R-III did receive five management comments, which is feedback for improvement. Dr. Gregg Klinginsmith noted all five recommendations have either been fixed or are in the process of being fixed.
The audit did reveal one finding, which is a step further from a management comment. The finding pertained to the district’s school breakfast program and national school lunch program.
With the district’s switch last year to Infinite Campus rather than paper documentation for students with free or reduced lunches, it has allowed for a more secure process for sensitive information. However, Klinginsmith noted they were able to get reports and numbers to their auditors, but they were not able to verify those numbers through Infinite Campus since the software automatically gathers the information.
The auditors wanted more detailed information, but the district was unable to produce it due to the security of the system.

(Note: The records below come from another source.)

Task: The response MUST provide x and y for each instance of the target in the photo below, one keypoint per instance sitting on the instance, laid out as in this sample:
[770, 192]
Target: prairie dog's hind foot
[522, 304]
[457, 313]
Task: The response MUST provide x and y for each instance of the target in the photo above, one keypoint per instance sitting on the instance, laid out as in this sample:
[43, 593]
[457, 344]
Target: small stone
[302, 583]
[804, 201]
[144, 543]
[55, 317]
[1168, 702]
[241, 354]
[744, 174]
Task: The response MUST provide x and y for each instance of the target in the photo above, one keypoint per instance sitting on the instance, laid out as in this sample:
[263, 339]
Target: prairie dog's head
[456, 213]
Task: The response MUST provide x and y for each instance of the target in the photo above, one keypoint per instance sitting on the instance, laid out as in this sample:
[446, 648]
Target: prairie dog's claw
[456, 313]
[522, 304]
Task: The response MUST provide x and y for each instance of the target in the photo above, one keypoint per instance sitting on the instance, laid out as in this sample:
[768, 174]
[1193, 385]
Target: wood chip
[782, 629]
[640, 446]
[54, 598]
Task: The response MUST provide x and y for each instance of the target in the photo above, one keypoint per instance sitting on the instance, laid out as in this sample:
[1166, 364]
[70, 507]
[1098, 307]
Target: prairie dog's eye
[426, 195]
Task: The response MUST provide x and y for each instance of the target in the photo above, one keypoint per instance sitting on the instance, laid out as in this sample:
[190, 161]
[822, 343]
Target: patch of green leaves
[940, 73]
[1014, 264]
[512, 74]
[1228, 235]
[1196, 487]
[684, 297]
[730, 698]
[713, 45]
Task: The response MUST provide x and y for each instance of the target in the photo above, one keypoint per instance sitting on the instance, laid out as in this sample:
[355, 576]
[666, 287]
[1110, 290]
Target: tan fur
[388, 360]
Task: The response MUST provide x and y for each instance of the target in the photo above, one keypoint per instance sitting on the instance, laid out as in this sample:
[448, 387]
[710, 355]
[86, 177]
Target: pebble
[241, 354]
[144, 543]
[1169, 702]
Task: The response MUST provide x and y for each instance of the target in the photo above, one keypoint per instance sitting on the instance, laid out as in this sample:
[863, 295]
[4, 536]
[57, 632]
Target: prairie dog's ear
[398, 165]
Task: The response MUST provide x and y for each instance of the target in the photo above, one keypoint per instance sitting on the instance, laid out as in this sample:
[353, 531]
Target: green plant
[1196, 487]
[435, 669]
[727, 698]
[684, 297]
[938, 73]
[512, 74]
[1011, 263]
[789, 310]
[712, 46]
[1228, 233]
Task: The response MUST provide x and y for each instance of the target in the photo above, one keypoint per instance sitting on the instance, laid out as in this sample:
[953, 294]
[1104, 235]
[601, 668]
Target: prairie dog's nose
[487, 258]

In addition, audit reports are due to the state by Jan. 1, which led to the district running out of time to correct the issue before the audit is filed.
Despite the finding, Klinginsmith expressed his appreciation for the auditors digging deep and making it transparent for the community.
“Things are going pretty well despite the finding and that’s really just a software issue. We’re always happy to have a clean audit,” Klinginsmith said.
Klinginsmith noted they are not the only school district with this problem and they are working to solve it.
“Our auditors might be doing things more in-depth than other districts, so just because they have Infinite Campus doesn’t necessarily mean that their auditors reported a finding on that. It just depends how in-depth our auditors want to go,” Klinginsmith said. “Our auditors do a great job of trying to find anything that could possibly be wrong.”
The finding will lead to food service being audited again next year to make sure it has been corrected. Klinginsmith also noted there was no fraudulent activity.
“There’s definitely from what we can see and know, no fraudulent activity at all. It’s just that we cannot produce a report that verifies exactly what they want,” Klinginsmith said.